On October 20th 2017 the European Securities and Markets Authority (“ESMA”) updated its Questions and Answers on Prospectuses (“Q&A”) aligning them with those provisions of Regulation (EU) 2017/1129 (the “New Prospectus Regulation”) which are in effect since July 20th 2017, specifically points (a), (b) and (c) of the first subparagraph of Article 1(5) and the second subparagraph of Article 1(5). For more information on the New Prospectus Regulation, please see our Newsflash – Publication of the New Prospectus Regulation and our October 2017 Newsletter.
Pursuant to Article 1(5)(a) of the New Prospectus Regulation, there is an exemption from the obligation to publish a prospectus prior to the admission to trading on an EU-regulated market of securities fungible with securities already admitted to trading on the same regulated market, provided that they represent, over a period of 12 months, less than 20% (increased from 10%) of the number of securities already admitted to trading on the same regulated market. Previously, there was an exemption for the admission to trading of shares resulting from the conversion or exchange of other securities or from the exercise of rights conferred by other securities, provided that the said shares are of the same class as the shares already admitted to trading on the same regulated market. Article 1(5)(b) of the New Prospectus Regulation imposes a restriction (subject to the second sub-paragraph of Article 1(5)) on this exemption such that the resulting shares must represent over a period of 12 months, less than 20% of the number of securities already admitted to trading on the same regulated market. Finally, pursuant to Article 1(5)(c), there is a new exemption from the obligation to publish a prospectus prior to the admission to trading on an EU-regulated market of securities resulting from the conversion or exchange of other securities, own funds or eligible liabilities by a resolution authority pursuant to specific powers under Directive 2014/59/EU on bank recovery and resolution.
As a consequence, ESMA has amended the Q&A as set out below.
Question 27 has been deleted because Article 1(5) of the New Prospectus Regulation sufficiently clarifies the restriction on the exemption for convertible and exchangeable securities.
Answer 29 has just been amended to update the cross-reference to Article 1(5)(b) of the New Prospectus Regulation.
Answers 31 and 32 have been amended to update the cross-reference to Article 1(5)(a) of the New Prospectus Regulation and to reflect that the threshold for admission under this exemption has changed from 10% to 20%. The working examples in Answer 31 have been updated accordingly.

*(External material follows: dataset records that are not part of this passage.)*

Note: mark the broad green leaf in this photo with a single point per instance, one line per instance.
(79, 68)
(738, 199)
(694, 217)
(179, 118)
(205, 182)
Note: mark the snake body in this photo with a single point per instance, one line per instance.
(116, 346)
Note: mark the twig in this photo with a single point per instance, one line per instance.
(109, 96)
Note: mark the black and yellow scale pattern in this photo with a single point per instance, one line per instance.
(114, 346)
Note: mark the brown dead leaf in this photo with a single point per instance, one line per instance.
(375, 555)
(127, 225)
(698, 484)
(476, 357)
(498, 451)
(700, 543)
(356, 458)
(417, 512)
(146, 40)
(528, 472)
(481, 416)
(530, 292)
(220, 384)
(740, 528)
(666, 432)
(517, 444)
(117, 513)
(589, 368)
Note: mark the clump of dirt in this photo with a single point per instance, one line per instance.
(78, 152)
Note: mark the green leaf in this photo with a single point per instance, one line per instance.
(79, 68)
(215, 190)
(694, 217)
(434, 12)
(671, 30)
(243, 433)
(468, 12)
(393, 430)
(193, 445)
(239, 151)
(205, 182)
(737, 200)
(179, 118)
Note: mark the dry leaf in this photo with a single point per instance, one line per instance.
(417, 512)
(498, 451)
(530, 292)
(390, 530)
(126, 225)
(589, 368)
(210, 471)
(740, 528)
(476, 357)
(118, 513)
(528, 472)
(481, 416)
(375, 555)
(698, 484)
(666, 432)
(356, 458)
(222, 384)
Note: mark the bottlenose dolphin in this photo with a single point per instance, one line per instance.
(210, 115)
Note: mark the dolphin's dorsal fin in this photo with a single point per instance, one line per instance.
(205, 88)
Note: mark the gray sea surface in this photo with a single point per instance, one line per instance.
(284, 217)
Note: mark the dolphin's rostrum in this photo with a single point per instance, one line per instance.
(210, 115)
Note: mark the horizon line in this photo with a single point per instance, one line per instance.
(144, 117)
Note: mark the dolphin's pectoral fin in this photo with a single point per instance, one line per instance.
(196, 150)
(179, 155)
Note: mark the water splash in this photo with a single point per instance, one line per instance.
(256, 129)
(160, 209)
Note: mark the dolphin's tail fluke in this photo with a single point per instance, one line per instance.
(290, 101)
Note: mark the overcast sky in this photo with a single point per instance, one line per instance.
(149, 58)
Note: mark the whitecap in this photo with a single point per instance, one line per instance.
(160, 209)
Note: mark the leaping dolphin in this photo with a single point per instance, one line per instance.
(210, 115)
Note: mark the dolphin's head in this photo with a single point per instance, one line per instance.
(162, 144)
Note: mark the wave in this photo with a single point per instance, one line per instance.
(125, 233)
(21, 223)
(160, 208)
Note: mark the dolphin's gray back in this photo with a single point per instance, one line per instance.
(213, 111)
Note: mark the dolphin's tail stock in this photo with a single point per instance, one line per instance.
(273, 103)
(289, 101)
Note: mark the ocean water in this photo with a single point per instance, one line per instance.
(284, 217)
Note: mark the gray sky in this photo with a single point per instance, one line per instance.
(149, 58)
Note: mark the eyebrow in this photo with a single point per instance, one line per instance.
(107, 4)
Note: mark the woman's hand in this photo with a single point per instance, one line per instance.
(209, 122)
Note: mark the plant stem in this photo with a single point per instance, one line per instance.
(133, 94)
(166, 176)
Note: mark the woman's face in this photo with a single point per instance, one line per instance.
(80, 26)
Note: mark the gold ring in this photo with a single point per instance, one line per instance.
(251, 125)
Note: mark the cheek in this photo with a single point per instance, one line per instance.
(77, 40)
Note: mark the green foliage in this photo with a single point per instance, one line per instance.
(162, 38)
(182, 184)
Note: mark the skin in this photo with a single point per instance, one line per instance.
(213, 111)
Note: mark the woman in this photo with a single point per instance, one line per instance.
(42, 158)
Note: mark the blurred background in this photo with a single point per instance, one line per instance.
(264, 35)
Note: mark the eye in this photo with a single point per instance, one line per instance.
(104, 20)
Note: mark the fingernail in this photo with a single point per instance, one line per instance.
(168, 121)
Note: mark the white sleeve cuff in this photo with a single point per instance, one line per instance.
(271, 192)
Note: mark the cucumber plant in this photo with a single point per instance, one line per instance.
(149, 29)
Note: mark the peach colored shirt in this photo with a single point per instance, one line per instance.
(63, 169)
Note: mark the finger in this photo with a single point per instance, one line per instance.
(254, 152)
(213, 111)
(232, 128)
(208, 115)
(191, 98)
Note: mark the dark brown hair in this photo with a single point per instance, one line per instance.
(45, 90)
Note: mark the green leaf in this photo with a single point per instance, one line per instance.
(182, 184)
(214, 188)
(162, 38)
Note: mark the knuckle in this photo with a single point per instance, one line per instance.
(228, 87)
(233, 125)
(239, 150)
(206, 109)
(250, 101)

Finally, answer 44 has been updated to confirm that for securities issued on or after July 20th 2017, ESMA maintains its view that exemptions in relation to offers and exemptions in relation to admission to trading under the New Prospectus Regulation are stand-alone, i.e. an exempt offer will still require a prospectus for an admission to trading unless one of the exemptions set out in points (a) to (c) of the first subparagraph of Article 1(5) applies.